The evening muezzin is calling for prayer over Old Sanaa, dogs are barking, kids are playing football on the street below my window, I can see straight in to the backyard of a neighbor, a covered woman washing clothes, cars are giving noise a new dimension and motorbikes seems to try to set world records in highest speed in most crowded environment. I am sitting in the dark, another electricity brake is hounding the city and I am eating laban, a kind of a salty, thin youghurt with a taste of smoked milk. It is one way to add protein to the body. But building muscle and power in Sanaa is no easy thing, basically due to that it is hard to find enough protein. I eat a lot of eggs, youghurt, milk, but it ain´t enough. I have in a mere three weeks lost so much power and at the gym today I had to fight with ridiculous weights. So I am not surprised that all the young men who train there don´t have neither muscle or strength. It isn´t easy in an adventurous city like Sanaa!

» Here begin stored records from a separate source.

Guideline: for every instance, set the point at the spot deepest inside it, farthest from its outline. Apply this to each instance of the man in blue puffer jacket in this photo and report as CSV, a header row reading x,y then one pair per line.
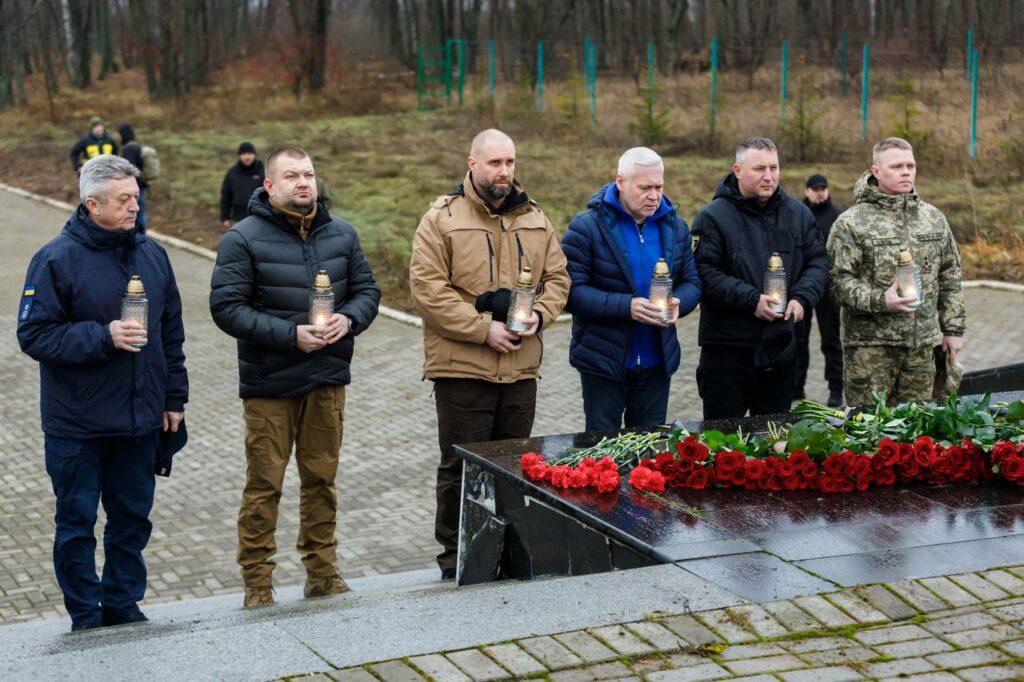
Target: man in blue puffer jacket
x,y
625,353
109,387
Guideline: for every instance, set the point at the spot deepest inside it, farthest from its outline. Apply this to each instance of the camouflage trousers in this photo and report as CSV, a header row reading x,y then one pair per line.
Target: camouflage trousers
x,y
903,374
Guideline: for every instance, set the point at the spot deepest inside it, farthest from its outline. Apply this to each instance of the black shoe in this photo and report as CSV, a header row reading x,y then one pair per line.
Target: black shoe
x,y
114,617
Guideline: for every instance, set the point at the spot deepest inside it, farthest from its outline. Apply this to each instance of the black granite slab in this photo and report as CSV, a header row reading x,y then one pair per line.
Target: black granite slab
x,y
769,545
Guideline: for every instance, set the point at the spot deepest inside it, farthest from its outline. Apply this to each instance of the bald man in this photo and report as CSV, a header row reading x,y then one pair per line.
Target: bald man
x,y
468,252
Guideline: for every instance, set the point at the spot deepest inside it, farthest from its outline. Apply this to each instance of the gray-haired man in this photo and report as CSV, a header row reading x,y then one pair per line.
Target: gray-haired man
x,y
109,388
624,348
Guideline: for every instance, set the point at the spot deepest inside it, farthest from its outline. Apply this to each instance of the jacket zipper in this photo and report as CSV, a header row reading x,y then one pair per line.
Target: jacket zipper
x,y
491,258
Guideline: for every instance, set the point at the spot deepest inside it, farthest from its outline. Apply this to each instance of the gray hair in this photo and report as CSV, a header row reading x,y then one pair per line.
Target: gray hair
x,y
638,156
100,171
754,143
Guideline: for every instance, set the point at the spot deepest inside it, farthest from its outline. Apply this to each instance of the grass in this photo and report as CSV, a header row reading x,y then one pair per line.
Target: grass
x,y
385,167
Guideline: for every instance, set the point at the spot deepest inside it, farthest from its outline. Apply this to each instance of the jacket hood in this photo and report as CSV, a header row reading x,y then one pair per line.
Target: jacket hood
x,y
81,228
259,204
608,196
127,133
728,188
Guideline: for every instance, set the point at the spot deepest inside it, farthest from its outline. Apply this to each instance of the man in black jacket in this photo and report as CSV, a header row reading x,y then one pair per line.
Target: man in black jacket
x,y
747,348
816,198
292,375
241,181
92,143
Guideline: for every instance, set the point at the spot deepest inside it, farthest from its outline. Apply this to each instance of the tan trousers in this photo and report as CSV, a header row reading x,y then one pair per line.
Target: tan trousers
x,y
312,424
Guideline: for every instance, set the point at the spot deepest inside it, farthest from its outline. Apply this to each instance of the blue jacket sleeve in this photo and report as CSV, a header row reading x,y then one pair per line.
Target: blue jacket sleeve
x,y
364,293
813,281
173,339
711,263
687,288
585,299
230,296
44,332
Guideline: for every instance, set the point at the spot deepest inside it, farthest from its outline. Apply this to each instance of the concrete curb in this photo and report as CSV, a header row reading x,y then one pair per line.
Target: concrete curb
x,y
387,311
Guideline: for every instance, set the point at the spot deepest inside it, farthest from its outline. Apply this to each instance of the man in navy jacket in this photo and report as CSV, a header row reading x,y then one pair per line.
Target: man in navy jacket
x,y
108,388
748,350
626,354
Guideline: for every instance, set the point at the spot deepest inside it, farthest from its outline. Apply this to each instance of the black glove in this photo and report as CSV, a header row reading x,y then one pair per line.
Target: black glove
x,y
495,302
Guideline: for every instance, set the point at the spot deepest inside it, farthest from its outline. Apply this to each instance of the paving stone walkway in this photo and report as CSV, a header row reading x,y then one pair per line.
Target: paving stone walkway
x,y
385,482
958,628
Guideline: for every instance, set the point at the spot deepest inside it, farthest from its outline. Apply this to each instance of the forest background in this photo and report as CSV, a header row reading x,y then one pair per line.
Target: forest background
x,y
386,95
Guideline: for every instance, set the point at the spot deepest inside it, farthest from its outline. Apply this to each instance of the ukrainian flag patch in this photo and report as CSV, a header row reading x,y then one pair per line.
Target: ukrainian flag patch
x,y
28,296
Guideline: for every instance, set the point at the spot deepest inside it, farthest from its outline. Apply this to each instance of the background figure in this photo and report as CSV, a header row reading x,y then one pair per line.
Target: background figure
x,y
292,375
241,180
748,350
889,346
132,151
92,143
625,350
108,388
467,254
816,198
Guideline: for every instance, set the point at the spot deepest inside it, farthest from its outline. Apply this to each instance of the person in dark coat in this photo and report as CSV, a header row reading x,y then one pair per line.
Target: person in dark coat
x,y
816,198
748,350
292,375
241,181
625,351
108,388
132,151
92,143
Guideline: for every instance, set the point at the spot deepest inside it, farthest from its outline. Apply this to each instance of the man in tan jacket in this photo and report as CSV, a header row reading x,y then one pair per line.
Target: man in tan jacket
x,y
467,255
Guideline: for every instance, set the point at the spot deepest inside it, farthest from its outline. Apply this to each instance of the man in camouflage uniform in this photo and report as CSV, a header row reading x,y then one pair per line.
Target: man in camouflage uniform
x,y
887,346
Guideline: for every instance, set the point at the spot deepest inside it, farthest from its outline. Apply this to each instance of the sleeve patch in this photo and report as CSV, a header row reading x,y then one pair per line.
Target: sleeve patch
x,y
28,296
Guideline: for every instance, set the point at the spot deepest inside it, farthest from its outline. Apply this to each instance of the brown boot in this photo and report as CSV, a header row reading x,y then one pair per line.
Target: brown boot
x,y
258,596
325,587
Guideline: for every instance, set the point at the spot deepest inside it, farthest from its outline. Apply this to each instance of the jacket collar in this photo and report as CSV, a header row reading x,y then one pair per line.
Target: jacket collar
x,y
514,203
82,228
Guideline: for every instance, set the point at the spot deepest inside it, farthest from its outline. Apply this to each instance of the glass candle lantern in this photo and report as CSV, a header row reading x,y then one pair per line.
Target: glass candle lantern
x,y
321,303
775,284
660,289
135,306
908,280
521,302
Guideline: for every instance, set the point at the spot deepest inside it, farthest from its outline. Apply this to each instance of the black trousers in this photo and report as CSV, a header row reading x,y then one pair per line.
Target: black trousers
x,y
472,411
832,345
731,386
642,398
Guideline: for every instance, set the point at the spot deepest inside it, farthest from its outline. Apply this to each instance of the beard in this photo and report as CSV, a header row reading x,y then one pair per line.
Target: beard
x,y
496,193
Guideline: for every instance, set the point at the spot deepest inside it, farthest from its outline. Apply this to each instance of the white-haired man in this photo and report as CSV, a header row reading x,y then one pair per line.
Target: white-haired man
x,y
109,388
624,349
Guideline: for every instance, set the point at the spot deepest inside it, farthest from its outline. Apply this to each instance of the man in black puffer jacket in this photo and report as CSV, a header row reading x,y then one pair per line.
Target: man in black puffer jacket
x,y
292,375
748,350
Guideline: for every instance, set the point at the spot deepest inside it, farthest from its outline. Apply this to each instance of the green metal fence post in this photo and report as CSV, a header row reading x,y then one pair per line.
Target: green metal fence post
x,y
842,64
650,80
974,103
714,83
864,92
540,75
783,87
491,68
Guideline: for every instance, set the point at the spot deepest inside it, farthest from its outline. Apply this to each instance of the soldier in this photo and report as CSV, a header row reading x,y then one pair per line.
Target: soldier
x,y
888,345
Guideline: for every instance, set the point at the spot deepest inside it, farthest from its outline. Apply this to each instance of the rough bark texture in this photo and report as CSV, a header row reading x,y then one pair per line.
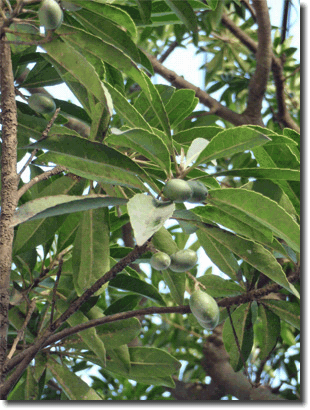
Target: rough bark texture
x,y
8,189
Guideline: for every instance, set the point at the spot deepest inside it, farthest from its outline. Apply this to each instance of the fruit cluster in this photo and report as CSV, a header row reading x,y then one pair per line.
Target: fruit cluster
x,y
205,309
178,190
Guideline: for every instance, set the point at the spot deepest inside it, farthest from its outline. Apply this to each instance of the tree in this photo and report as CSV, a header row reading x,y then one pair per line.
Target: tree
x,y
77,235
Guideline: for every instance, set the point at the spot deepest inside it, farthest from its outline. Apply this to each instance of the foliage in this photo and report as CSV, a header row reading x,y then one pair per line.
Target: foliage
x,y
72,227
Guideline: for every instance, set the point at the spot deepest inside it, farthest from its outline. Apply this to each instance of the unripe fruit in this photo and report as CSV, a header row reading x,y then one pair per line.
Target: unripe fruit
x,y
42,103
50,15
177,190
205,309
160,261
183,260
163,241
199,192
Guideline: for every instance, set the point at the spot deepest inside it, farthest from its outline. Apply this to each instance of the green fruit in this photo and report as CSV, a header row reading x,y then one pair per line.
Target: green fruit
x,y
183,260
199,192
205,309
70,6
42,103
177,190
160,261
163,241
50,15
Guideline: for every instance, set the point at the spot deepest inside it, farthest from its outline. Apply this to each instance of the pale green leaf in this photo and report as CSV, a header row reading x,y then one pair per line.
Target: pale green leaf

Just walking to the gym is kind of an adventure, mainly due to the traffic which is really a world of its own, but it is good for training as well, since you spend most of the time dodging buses and avoiding to get run over by a speeding motorbike occupied by at least three young men. But you also pass through some spectacular souks full of life and when you eventually arrive at the gym, having stopped, conversed in poor Arabic a few times, one is really tired….
No women are allowed to train in the gym, only men dressed from toe to top. Most of them have no idea how to train and it makes me distressed to see them doing it all wrong. Too heavy weights and using the wrong muscles. It will take a life time, if ever, for most of them even getting close to the body builders, who´s posters dot the walls in the gym. The favorite is a Facebook friend of mine, The Lebanese Lion, Samir Bannout. The gym in itself is ok, barbells and dumbbells which is fine, but a bit disorganized. But, full of extremely friendly Yemenis which at times are so friendly I don´t even get a chance to do my reps properly.
I train for an hour and than I slowly cruise back home through the souk and once back home in my room, I am more tired than ever. Not through the traing session, but through the enormous input of fantastic images gathered in my head going back and forth to the gym!